Recently, Patty dropped by HubSpot and sat down with employees to offer her take on the current world of corporate culture. Wasting no time with small talk, she immediately jumped into the sensitive subjects of equalized pay for women, employee empowerment, and the false notion of “business as family.”
Though Patty is a fountain of candid wisdom, we’ve boiled down three of her key takeaways for you:
Algorithm for Success
Coopting the mathematical term that underlies most of the internet, Patty outlined her ‘algorithm’ for success. “Ask yourself,” she said, “is what you love to do, and that you are extraordinarily good at doing, something that the company needs someone to be great at?” If not, then, in Patty’s eyes, it’s time to reevaluate.
Either, you are not very good at what you do, or, you don’t love what you do enough to be great at it. In which case, says Patty, “do the duck test": If it looks like a duck, swims like a duck, and quacks like a duck, then it probably is a duck. If you, the company, and your skills aren't benefitting from you in that role, then there’s probably no point in staying in it. You’ll learn what you love to do overtime, so it’s detrimental to both you and your company to stay put at a company that’s no longer giving you that tingly feeling of excitement. Employee success at work often means leaving at a good time and knowing when to say goodbye.
Always Be Recruiting
In her early days as a talent recruiter, Patty said she used to find out which ethnic restaurant in the local strip mall was the current darling of software engineers in the Valley. These restaurants would often have a fishbowl on the counter where patrons could drop their business cards in order to win free meal.
So Patty, maverick that she is, would walk in, take the bowl off the counter, and spend hours combing through the business cards to generate contacts she could reach out to as potential recruits.
“ABR,” said Patty. “Always Be Recruiting.” It’s all about being scrappy and knowing a lot of people. In Patty’s eyes, this is especially important for managers whose sole job should be to build amazing teams that do high quality work on time. But, she also stressed that it’s imperative for companies to encourage all of their employees to be brand and hiring ambassadors right out of the gate.
The Power of Positive Feedback
Already an outspoken critic of performance reviews, Patty spoke about her affinity for in-the-moment feedback, particularly the positive kind. Patty explained the importance of catching people doing the right things. “When you see an employee doing something well,” she said, “stop them and say ‘That thing you did there, that was great. Do that again.’”

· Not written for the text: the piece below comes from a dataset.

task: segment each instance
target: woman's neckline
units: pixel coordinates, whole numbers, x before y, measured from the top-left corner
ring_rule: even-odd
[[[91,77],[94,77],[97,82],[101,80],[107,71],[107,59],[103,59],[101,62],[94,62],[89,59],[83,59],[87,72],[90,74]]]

Patty believes that we’ve somehow conflated the idea of feedback with constructive criticism. She operates under the assumption that people can hear anything, as long as it’s true; however, she’s quick to point out that we should not underestimate the power of positive reinforcement.
Two female executives from Bain & Company published an article in the Harvard Business Review with similar conclusions: “Positive affirmation creates huge benefits. Both men and women want to work for organizations that recognize talent in all its varieties, polls show. Having engaged employees assures better business outcomes and more loyal customers.” At the end of the day, Patty notes that feedback comes down to the simple premise of creating an environment where people feel comfortable enough to just have a conversation.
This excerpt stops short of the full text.